大規模災害が発生したら、あなたの愛するペットは――。四日市市常磐地区が昨年末開いた「避難所設営訓練」の中で、飼い主がペットと一緒に避難することを想定した「ペット同行避難訓練」も行われた。過去の災害で、ペットを巡るトラブルも発生していることから、住民らが避難所での受け入れ方法を確認した。【愛犬のリードを杭につなぐ橋本さん。小型犬はケージの中に=四日市市松本で】
同地区では、飼い犬が約1500匹登録されており、4回目の同訓練を実施するに当たり、「ペット対策は急務」と、地区防災協議会が市保健所に協力を依頼。基本的には室内に入れられないため、会場となった常磐西小(同市松本)の体育館東側にテントを張って専用スペースを確保し、排泄(ルビ・はいせつ)場所も決めた。
12月8日の訓練では、地域住民320人が災害発生直後の混乱時期を想定して模擬避難する中、4人の飼い主がそれぞれ犬を連れて参加した。犬は杭につながれたり、ケージに入ったまま訓練の時間を過ごしたりしたが、飼い主と離れがたい姿も見られた。

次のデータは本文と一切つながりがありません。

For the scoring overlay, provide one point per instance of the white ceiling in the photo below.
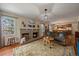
(32, 10)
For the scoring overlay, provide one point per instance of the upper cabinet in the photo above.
(7, 25)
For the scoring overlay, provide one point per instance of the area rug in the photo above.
(37, 48)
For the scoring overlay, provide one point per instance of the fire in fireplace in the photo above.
(35, 34)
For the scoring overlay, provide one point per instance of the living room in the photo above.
(39, 29)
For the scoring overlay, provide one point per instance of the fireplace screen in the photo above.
(26, 35)
(35, 34)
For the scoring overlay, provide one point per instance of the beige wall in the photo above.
(18, 20)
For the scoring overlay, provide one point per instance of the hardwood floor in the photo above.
(8, 51)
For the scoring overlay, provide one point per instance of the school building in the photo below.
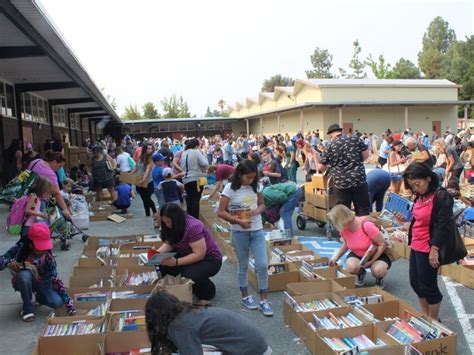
(44, 89)
(356, 104)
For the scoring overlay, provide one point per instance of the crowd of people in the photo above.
(256, 180)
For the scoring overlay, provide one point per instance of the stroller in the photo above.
(61, 228)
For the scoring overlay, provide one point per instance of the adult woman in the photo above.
(283, 198)
(396, 166)
(12, 164)
(193, 163)
(123, 160)
(47, 168)
(359, 234)
(431, 224)
(102, 173)
(198, 256)
(145, 187)
(175, 326)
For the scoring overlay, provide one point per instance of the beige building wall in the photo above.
(308, 94)
(387, 94)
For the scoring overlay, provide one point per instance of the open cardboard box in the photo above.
(302, 329)
(313, 287)
(330, 273)
(125, 342)
(391, 309)
(443, 345)
(392, 347)
(72, 344)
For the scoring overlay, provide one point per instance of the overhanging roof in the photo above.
(342, 104)
(33, 51)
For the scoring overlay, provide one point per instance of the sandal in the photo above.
(28, 318)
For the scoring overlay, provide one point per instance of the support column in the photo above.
(301, 121)
(406, 117)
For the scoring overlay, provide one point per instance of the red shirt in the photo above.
(421, 228)
(224, 172)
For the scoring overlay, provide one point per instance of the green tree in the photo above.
(321, 60)
(380, 69)
(132, 113)
(175, 107)
(404, 69)
(149, 110)
(276, 80)
(437, 40)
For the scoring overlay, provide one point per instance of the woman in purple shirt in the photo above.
(197, 255)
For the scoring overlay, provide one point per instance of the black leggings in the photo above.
(424, 278)
(199, 272)
(146, 193)
(193, 196)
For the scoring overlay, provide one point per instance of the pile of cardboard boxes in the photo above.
(105, 273)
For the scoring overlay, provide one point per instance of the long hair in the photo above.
(145, 157)
(243, 168)
(421, 171)
(160, 310)
(178, 221)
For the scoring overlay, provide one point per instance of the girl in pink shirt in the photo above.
(362, 237)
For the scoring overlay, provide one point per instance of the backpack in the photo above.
(16, 217)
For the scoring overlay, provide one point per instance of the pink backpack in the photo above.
(16, 217)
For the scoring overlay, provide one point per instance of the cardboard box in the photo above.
(330, 273)
(391, 309)
(444, 345)
(72, 344)
(372, 332)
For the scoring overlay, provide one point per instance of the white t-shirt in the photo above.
(242, 198)
(122, 162)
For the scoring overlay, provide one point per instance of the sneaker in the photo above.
(265, 308)
(379, 282)
(249, 303)
(360, 278)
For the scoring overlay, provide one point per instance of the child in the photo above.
(35, 208)
(124, 194)
(34, 271)
(245, 194)
(169, 190)
(175, 326)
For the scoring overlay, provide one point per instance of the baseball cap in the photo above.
(167, 172)
(158, 157)
(40, 235)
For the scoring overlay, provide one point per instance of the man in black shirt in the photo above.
(345, 158)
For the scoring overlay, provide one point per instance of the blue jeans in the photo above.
(243, 241)
(26, 284)
(287, 209)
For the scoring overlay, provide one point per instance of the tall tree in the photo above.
(356, 65)
(149, 110)
(437, 40)
(276, 80)
(175, 107)
(404, 69)
(321, 60)
(132, 113)
(380, 68)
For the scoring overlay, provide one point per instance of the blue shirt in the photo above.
(157, 175)
(124, 192)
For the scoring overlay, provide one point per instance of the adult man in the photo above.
(345, 158)
(222, 172)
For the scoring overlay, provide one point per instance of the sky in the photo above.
(144, 50)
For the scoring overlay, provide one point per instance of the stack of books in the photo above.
(361, 342)
(335, 322)
(74, 328)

愛犬のメロス(雄11才)と参加した同市ときわの橋本智久美さん(56)は「鳴き声が聞こえると心配になった。外につながれたまま、というのも気になる。かといって人に迷惑はかけたくない。どうしたらいいのか」と戸惑っている様子だった。
市保健所の獣医師・神谷紫珠子さんは、ペットの災害対策を記した「ペット手帳」を飼い主たちに配布した後、「災害時は人の安全を確保した上で、ペットと一緒に避難する。そのために普段から『待て』『おいで』などをしつけておき、人やケージに慣れさせておいてほしい」と呼び掛けた。
同協議会の木寺秀臣会長(73)は「避難する際の問題点を経験してもらえた。今後も積極的に訓練に採り入れていく」と手応えを感じていた。